L’absence de mise en place du CSE dans une entreprise qui y est assujettie constitue un délit d’entrave à la constitution de l’instance, sanctionné pénalement (article L2317-1). Au-delà de la sanction pénale, l’absence de CSE a des conséquences pratiques majeures :
- L’employeur ne peut pas procéder à un licenciement pour motif économique sans consultation du CSE
- La validité de certains accords collectifs peut être remise en cause
- Les salariés licenciés peuvent obtenir des dommages et intérêts pour absence de CSE, en sus de l’indemnisation du licenciement
- La rupture conventionnelle homologuée ne peut être valablement signée sans information préalable sur la possibilité de contacter un conseiller du salarié
Toutefois, si l’employeur a organisé les élections et qu’aucun candidat ne s’est présenté, il doit établir un procès-verbal de carence (article L2314-9). Ce PV, dont la durée de validité est de 4 ans, le dispense provisoirement de son obligation, tout en conservant la trace de sa diligence.

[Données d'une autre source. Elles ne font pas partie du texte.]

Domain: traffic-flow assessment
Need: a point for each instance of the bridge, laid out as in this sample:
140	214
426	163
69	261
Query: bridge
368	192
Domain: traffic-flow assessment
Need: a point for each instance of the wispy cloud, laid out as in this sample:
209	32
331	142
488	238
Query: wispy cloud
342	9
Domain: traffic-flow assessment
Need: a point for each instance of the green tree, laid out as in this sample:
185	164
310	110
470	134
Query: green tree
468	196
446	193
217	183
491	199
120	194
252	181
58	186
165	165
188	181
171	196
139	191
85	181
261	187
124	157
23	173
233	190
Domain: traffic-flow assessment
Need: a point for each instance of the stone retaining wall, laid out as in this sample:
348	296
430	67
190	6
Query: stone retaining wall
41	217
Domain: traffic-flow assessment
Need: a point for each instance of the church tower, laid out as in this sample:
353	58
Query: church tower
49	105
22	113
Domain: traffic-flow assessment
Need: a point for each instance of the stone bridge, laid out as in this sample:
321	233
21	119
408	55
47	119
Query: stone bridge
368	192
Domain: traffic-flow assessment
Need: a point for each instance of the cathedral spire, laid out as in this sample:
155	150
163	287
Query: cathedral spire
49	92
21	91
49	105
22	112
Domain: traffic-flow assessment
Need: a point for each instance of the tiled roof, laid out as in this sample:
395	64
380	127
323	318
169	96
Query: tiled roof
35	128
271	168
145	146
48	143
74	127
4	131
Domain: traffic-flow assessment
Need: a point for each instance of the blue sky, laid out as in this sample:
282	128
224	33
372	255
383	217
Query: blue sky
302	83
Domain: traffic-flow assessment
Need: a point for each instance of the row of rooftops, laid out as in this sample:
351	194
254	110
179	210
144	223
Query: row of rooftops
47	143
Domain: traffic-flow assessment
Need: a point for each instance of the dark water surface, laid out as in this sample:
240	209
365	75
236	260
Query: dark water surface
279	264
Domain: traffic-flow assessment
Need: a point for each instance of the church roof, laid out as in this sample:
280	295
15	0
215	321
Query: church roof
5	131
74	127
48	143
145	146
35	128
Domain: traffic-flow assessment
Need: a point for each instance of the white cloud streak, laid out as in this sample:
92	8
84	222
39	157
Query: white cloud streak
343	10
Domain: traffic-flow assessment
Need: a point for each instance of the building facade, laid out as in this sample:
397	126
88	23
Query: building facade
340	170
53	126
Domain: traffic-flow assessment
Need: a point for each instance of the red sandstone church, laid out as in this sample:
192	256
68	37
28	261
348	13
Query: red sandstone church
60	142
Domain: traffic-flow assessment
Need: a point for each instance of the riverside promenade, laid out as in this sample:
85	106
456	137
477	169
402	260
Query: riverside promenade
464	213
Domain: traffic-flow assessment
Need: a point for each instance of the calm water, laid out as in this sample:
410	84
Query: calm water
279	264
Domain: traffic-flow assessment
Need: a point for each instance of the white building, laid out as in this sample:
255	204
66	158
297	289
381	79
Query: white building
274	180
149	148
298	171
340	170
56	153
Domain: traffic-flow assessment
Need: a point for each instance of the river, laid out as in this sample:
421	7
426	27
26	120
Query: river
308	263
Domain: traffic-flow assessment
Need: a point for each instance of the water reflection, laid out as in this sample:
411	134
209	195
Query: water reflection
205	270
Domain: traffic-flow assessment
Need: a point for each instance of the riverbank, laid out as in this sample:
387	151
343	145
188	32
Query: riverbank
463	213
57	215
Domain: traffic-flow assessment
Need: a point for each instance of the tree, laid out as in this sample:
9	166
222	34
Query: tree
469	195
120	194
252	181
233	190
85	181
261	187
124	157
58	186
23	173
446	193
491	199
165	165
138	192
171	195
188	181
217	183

Le passage du seuil de 50 salariés : les conséquences
L’article L2312-2 du Code du travail (LEGIARTI000035650754) prévoit un mécanisme progressif lorsqu’une entreprise franchit le seuil de 50 salariés. Lorsque l’effectif atteint au moins 50 salariés pendant 12 mois consécutifs, le CSE exerce l’ensemble des attributions élargies (consultations récurrentes, budget de fonctionnement, activités sociales et culturelles) à l’expiration d’un délai de 12 mois supplémentaires. Ce mécanisme de lissage permet aux entreprises en croissance de s’adapter progressivement à leurs nouvelles obligations.
La mise en place du CSE est une obligation légale dont le non-respect expose l’employeur à des sanctions pénales et à des conséquences contentieuses significatives. Même dans les petites structures, le recours à un avocat spécialisé permet de sécuriser le processus électoral et de garantir un fonctionnement conforme de l’instance.